From these results, it looks like there are a lot of small I/Os, between 1 and 8 kilobytes in size, but there is also a non-negligible number of I/Os that are larger than 128KB, which isn't very small. In the next section, we will discover where these I/Os are coming from in the application's code.


Task 6: Collect Block I/O Call Stacks and Flame Graph

Because this is a Java program, perf will need access to symbol information that is not available by default. Run the following command from the perf-map-agent repository root to create a perf map file for the Java process:

$ perf-map-agent/bin/create-java-perf-map.sh $(pidof java)

Note: the previous step should be run under the same user you launched the Java application with. It will not work if you launched the Java application as a standard user, and then ran the create-java-perf-map.sh script as root.
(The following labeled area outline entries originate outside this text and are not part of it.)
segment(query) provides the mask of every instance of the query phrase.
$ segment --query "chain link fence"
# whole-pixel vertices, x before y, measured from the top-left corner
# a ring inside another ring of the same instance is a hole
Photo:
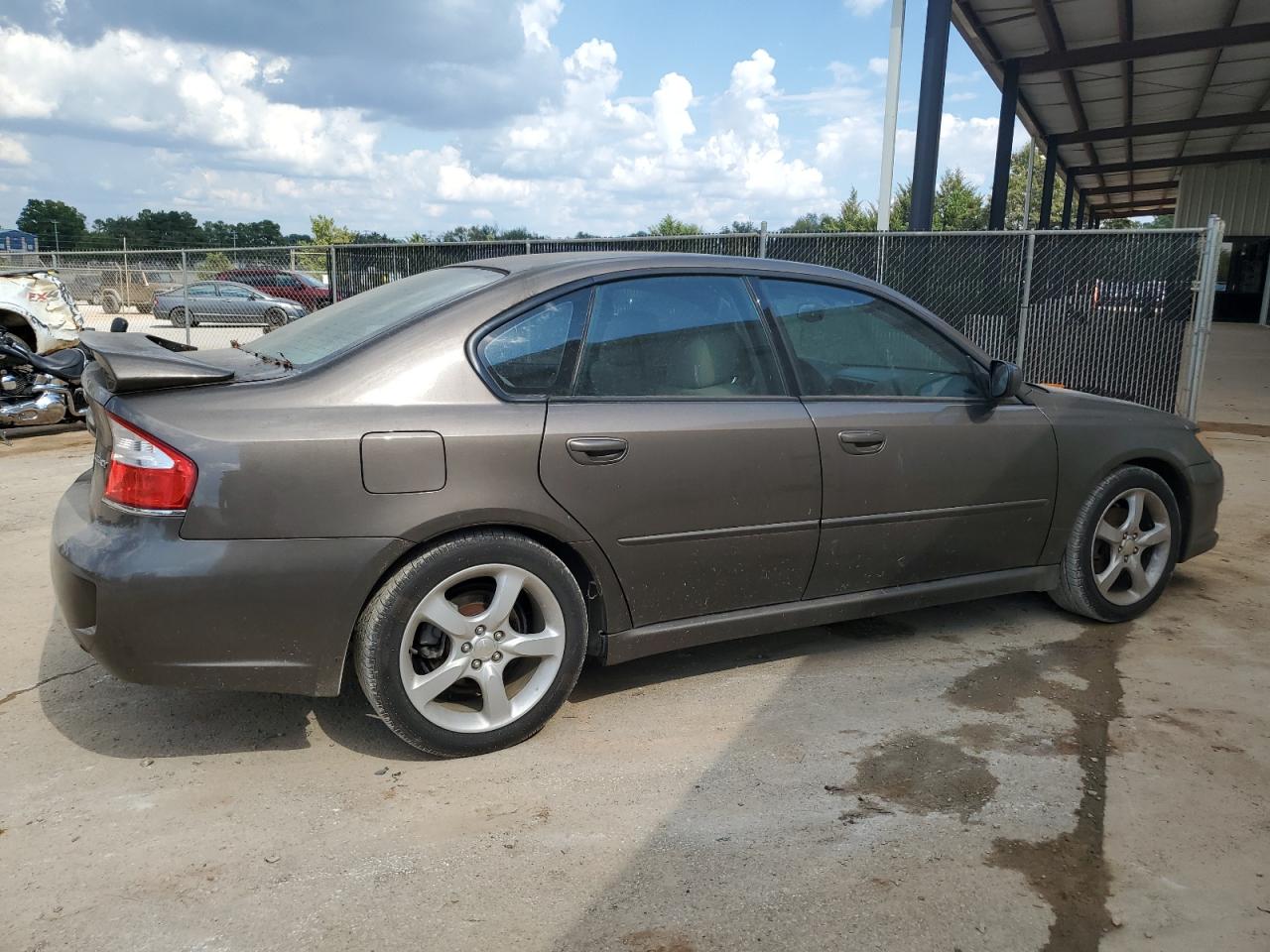
[[[1198,228],[759,232],[41,253],[38,260],[69,283],[88,326],[107,330],[124,316],[132,330],[202,348],[245,343],[390,281],[503,255],[681,251],[804,261],[907,294],[993,357],[1019,362],[1029,380],[1173,410],[1194,402],[1203,372],[1206,325],[1198,338],[1193,330],[1212,315],[1213,288],[1201,291],[1199,277],[1213,230],[1206,239]]]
To identify block I/O operation sources, we are going to record the block:block_rq_insert kernel tracepoint, including user-space call stacks, and correlate them to our application's behavior. To do so, run the following command:

# perf record -p $(pidof java) -e block:block_rq_insert -g -- sleep 10

After 10 seconds, perf will exit and inform you how many samples were collected. Each sample represents a block I/O operation, and includes a call stack. To analyze these call stacks, run perf report --stdio -- the results should point to functions in the Java program such as Writey::flushData and Writey::writer.

It always helps to visualize stack trace information as a flame graph. Run the following command to generate a flame graph SVG, and then open it in a browser or some other SVG viewer to see the stack traces visually (in the following command, replace FlameGraph if needed with the directory where you cloned the FlameGraph repository):

perf script | FlameGraph/stackcollapse-perf.pl | FlameGraph/flamegraph.pl --color java > java-io-stacks.svg

Note: The --color java argument changes the default color palette for the flame graph to differentiate between C frames, native JVM frames, and Java frames.

This is it -- you now found the source of the disk I/O operations in this application.